Ainda nas palavras de tal autor, estaremos perante uma tentativa impossível, quando a ação dirigida à realização de um tipo penal não pode chegar à consumação nas circunstâncias respetivas, seja por razões fácticas seja por razões jurídicas, e que é de punir precisamente pela necessidade de infirmar uma vontade contrária ao direito e reafirmar o sentimento de segurança e paz na comunidade jurídica, posto em causa por tal vontade.
Assim, a manifesta inaptidão do meio empregado pelo agente e a manifesta inexistência do objeto essencial à consumação do crime – fatores de não punibilidade – são objetivamente aferidas, à luz das circunstâncias do caso, de acordo com as regras da experiência comum, segundo um juízo de prognose póstuma de um observador colocado, no momento da execução, na mesma situação do agente.
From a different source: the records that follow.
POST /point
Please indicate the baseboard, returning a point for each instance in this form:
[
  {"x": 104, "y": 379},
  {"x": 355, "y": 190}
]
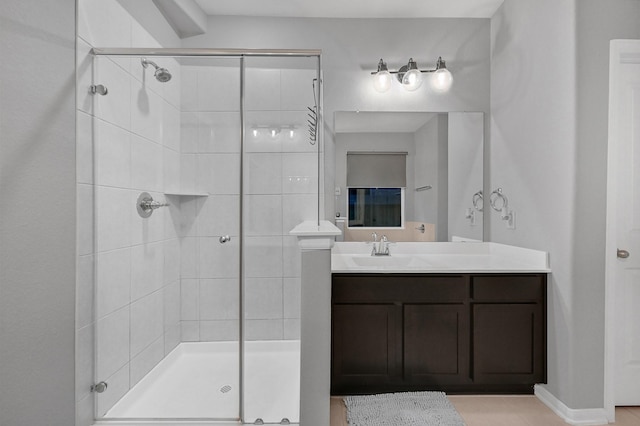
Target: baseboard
[{"x": 581, "y": 417}]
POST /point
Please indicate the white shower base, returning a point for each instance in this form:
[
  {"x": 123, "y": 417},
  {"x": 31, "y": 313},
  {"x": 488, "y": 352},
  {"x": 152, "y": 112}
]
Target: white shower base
[{"x": 193, "y": 382}]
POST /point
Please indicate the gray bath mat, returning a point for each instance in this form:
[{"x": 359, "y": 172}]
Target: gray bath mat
[{"x": 402, "y": 409}]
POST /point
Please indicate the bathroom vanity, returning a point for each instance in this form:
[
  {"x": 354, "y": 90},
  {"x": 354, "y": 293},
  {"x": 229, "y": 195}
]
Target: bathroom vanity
[{"x": 461, "y": 318}]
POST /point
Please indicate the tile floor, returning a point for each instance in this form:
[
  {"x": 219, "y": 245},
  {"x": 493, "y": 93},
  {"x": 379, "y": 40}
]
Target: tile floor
[{"x": 525, "y": 410}]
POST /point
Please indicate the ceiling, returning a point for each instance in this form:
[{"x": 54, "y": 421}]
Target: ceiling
[
  {"x": 353, "y": 8},
  {"x": 380, "y": 122}
]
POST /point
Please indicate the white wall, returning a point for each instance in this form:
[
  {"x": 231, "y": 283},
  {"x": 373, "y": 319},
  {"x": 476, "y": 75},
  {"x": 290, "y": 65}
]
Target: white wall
[
  {"x": 37, "y": 225},
  {"x": 598, "y": 22},
  {"x": 465, "y": 171},
  {"x": 431, "y": 169},
  {"x": 351, "y": 50},
  {"x": 533, "y": 150},
  {"x": 548, "y": 152}
]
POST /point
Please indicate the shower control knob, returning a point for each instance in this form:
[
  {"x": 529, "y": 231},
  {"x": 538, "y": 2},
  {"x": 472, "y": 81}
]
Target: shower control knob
[
  {"x": 99, "y": 387},
  {"x": 622, "y": 254}
]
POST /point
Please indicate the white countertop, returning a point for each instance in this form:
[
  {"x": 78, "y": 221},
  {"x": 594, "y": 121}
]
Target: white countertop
[{"x": 355, "y": 257}]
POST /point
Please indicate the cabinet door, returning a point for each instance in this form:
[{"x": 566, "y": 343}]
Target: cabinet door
[
  {"x": 365, "y": 347},
  {"x": 436, "y": 345},
  {"x": 508, "y": 344}
]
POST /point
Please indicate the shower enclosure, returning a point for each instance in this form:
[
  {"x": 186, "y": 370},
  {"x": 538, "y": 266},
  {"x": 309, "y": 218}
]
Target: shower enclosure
[{"x": 204, "y": 160}]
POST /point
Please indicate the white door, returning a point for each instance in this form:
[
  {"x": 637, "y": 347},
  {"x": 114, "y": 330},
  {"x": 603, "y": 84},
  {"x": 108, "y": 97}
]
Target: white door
[{"x": 623, "y": 221}]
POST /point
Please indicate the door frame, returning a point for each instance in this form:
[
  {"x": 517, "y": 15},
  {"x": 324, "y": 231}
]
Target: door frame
[{"x": 621, "y": 52}]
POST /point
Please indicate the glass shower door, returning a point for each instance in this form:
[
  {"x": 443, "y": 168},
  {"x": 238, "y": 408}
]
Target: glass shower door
[
  {"x": 167, "y": 276},
  {"x": 280, "y": 190}
]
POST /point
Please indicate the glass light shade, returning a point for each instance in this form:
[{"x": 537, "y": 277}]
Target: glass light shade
[
  {"x": 441, "y": 80},
  {"x": 412, "y": 80},
  {"x": 382, "y": 81}
]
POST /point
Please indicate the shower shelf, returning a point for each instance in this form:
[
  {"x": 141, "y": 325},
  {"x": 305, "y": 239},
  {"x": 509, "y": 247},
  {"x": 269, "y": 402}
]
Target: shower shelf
[{"x": 187, "y": 194}]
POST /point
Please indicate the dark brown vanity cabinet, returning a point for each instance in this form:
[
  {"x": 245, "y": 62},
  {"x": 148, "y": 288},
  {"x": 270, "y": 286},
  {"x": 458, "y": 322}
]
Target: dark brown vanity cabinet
[{"x": 457, "y": 333}]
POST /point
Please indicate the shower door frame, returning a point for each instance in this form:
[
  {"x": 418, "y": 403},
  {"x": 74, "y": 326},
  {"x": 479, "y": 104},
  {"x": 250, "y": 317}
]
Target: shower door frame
[{"x": 240, "y": 54}]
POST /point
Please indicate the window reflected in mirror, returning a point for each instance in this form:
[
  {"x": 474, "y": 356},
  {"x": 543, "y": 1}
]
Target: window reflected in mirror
[{"x": 376, "y": 207}]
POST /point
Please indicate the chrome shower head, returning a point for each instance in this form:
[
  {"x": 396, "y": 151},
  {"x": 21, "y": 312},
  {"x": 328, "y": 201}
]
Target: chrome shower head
[{"x": 162, "y": 74}]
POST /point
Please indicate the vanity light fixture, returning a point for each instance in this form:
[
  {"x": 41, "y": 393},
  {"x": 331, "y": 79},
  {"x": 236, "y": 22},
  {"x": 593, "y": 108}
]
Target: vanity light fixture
[
  {"x": 382, "y": 77},
  {"x": 410, "y": 76}
]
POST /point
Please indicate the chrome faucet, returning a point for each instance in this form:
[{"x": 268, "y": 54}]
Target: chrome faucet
[
  {"x": 382, "y": 248},
  {"x": 375, "y": 240}
]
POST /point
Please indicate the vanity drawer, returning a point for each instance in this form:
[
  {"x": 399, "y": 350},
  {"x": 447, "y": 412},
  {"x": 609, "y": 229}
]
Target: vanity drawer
[
  {"x": 399, "y": 288},
  {"x": 508, "y": 287}
]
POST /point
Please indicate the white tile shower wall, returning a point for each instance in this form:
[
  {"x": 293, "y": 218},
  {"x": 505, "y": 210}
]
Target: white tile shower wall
[
  {"x": 281, "y": 178},
  {"x": 127, "y": 142}
]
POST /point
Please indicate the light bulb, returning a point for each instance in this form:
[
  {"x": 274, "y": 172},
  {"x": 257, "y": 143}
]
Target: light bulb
[
  {"x": 441, "y": 80},
  {"x": 412, "y": 80},
  {"x": 382, "y": 81}
]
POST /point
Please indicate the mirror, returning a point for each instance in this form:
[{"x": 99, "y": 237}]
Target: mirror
[{"x": 442, "y": 193}]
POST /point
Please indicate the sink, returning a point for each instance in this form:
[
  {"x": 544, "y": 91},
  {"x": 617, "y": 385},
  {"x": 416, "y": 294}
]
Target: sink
[{"x": 389, "y": 261}]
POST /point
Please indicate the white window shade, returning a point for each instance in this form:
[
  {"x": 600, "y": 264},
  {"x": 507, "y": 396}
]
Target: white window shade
[{"x": 377, "y": 169}]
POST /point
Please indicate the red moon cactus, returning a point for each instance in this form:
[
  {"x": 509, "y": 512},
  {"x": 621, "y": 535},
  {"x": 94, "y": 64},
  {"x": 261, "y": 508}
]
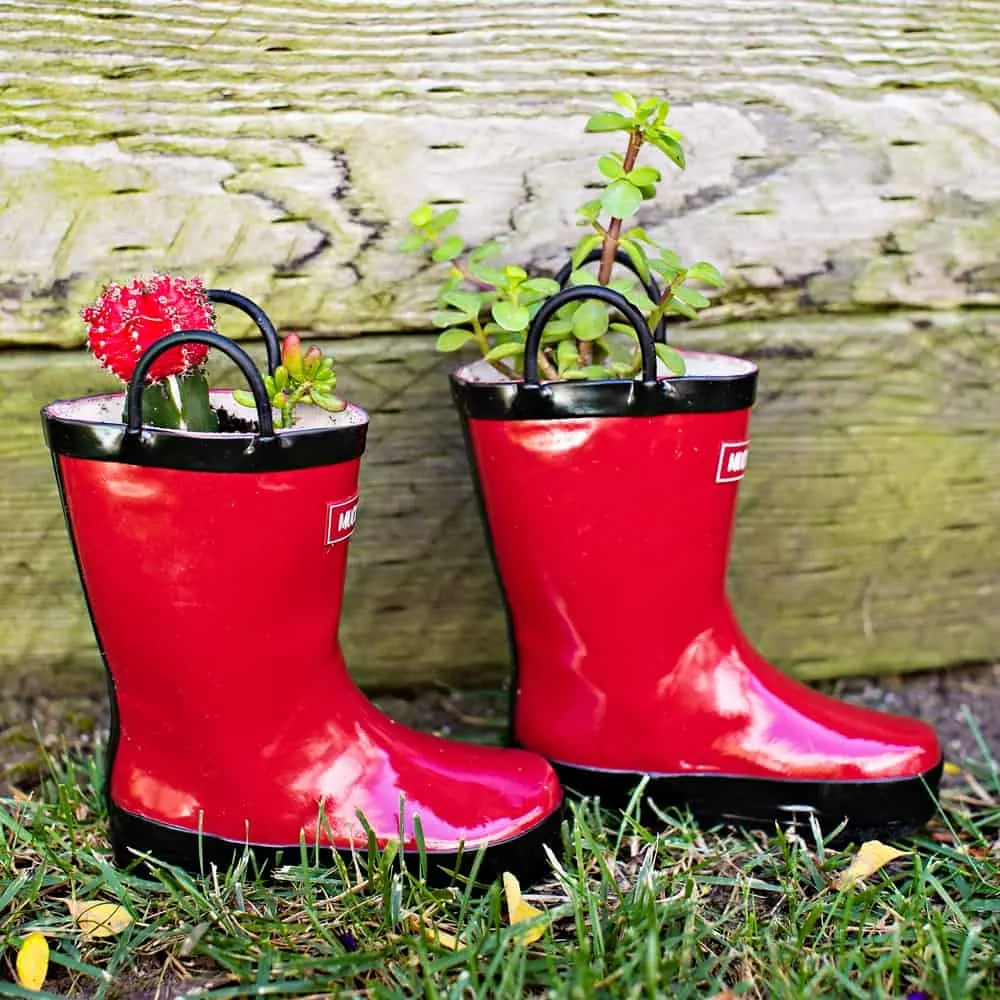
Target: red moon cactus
[{"x": 127, "y": 319}]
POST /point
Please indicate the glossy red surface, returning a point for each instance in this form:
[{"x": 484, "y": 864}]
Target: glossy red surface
[
  {"x": 612, "y": 539},
  {"x": 217, "y": 597}
]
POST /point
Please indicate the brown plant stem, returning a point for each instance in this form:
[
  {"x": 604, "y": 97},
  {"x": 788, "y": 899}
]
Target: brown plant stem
[{"x": 609, "y": 247}]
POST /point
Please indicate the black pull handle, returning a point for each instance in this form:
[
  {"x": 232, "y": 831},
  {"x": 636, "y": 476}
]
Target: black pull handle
[
  {"x": 533, "y": 341},
  {"x": 260, "y": 318},
  {"x": 652, "y": 288},
  {"x": 235, "y": 353}
]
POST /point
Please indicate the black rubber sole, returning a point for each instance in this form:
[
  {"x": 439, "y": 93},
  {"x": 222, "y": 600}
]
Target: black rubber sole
[
  {"x": 887, "y": 807},
  {"x": 523, "y": 856}
]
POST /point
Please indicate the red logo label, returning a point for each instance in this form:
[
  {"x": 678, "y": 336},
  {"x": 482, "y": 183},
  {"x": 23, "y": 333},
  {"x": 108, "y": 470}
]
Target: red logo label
[
  {"x": 340, "y": 520},
  {"x": 732, "y": 461}
]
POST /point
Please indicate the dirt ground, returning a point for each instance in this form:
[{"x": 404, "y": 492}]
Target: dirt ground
[{"x": 962, "y": 703}]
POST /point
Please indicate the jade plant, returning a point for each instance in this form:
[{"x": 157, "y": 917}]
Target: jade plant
[
  {"x": 127, "y": 319},
  {"x": 490, "y": 304}
]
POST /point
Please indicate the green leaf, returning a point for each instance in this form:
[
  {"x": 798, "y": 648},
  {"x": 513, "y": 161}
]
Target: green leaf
[
  {"x": 421, "y": 216},
  {"x": 414, "y": 241},
  {"x": 627, "y": 101},
  {"x": 667, "y": 145},
  {"x": 637, "y": 255},
  {"x": 158, "y": 406},
  {"x": 638, "y": 297},
  {"x": 467, "y": 303},
  {"x": 504, "y": 351},
  {"x": 643, "y": 176},
  {"x": 584, "y": 247},
  {"x": 670, "y": 357},
  {"x": 556, "y": 330},
  {"x": 448, "y": 317},
  {"x": 671, "y": 258},
  {"x": 453, "y": 338},
  {"x": 196, "y": 409},
  {"x": 621, "y": 199},
  {"x": 607, "y": 121},
  {"x": 510, "y": 316},
  {"x": 543, "y": 286},
  {"x": 666, "y": 269},
  {"x": 590, "y": 321},
  {"x": 622, "y": 285},
  {"x": 593, "y": 371},
  {"x": 610, "y": 167},
  {"x": 566, "y": 355},
  {"x": 617, "y": 350},
  {"x": 709, "y": 273},
  {"x": 680, "y": 306},
  {"x": 449, "y": 250},
  {"x": 692, "y": 297},
  {"x": 625, "y": 328}
]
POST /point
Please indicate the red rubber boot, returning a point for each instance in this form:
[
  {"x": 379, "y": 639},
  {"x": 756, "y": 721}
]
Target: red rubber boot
[
  {"x": 213, "y": 566},
  {"x": 609, "y": 507}
]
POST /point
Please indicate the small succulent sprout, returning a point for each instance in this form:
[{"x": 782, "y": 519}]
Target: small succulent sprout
[
  {"x": 492, "y": 305},
  {"x": 301, "y": 378}
]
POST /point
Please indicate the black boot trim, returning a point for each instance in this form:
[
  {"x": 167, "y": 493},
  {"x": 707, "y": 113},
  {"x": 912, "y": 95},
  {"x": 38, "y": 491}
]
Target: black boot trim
[
  {"x": 883, "y": 807},
  {"x": 522, "y": 855}
]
Neste conspecto, a idoneidade do meio é absoluta, quando, segundo as regras da experiência comum, a atividade do agente, no circunstancialismo concreto em que se desenvolveu, não é, com evidência, adequada a preencher o tipo legal de crime.
Se assim não suceder, a inidoneidade, sendo relativa, não se inclui na previsão do n.º 3 do artigo 21.º do Código Penal, sendo a tentativa punível.
No que se refere à própria inaptidão do meio, pronuncia-se com grande propriedade e clareza o Prof. Cavaleiro de Ferreira, que seguimos de perto quando afirma que “Há inidoneidade absoluta do meio quando este é por sua natureza inapto para produzir o resultado; há inidoneidade relativa se o meio em si mesmo idóneo ou apto se torna inapto pela maneira ou circunstâncias em que foi empregado. O Código Penal, nesta via, indica a inidoneidade absoluta qualificando-a como manifesta, enquanto a inidoneidade relativa – não manifesta, já não afeta a inidoneidade dos atos de execução essenciais ao facto ilícito na tentativa.”. Lições de Direito Penal, V. I, 1985, p. 272.
No mesmo sentido, considera-se ainda a posição de Germano Marques da Silva, quando afirma “A inidoneidade do meio pode ser absoluta ou relativa. É meio absolutamente inidóneo aquele que, por essência ou natureza, nunca é capaz de produzir o resultado. A inidoneidade é apenas relativa se o meio normalmente eficaz deixou de operar pelas circunstâncias em que foi empregado. Só o meio absolutamente inidóneo exclui a tentativa, configurando a tentativa inidónea ou impossível.” Direito Penal Português, Parte Geral, II,
Teoria do Crime, p. 237 e seguintes.
São estas as razões contidas no preceituado do referido artigo 23.º, do Código Penal.
Volvendo ao caso dos autos verifica-se que, efetivamente, por razões fácticas (não ter logrado ultrapassar, com sucesso, as questões de segurança que lhe foram sendo colocadas), não foi possível a consumação do crime projetado e pretendido pelo arguido.
Mas poder-se-á considerar o concreto meio utilizado pelo arguido, inidóneo? E se sim, poder-se-á afirmar tal inaptidão como manifesta?
Entendemos que a resposta será, necessariamente, negativa.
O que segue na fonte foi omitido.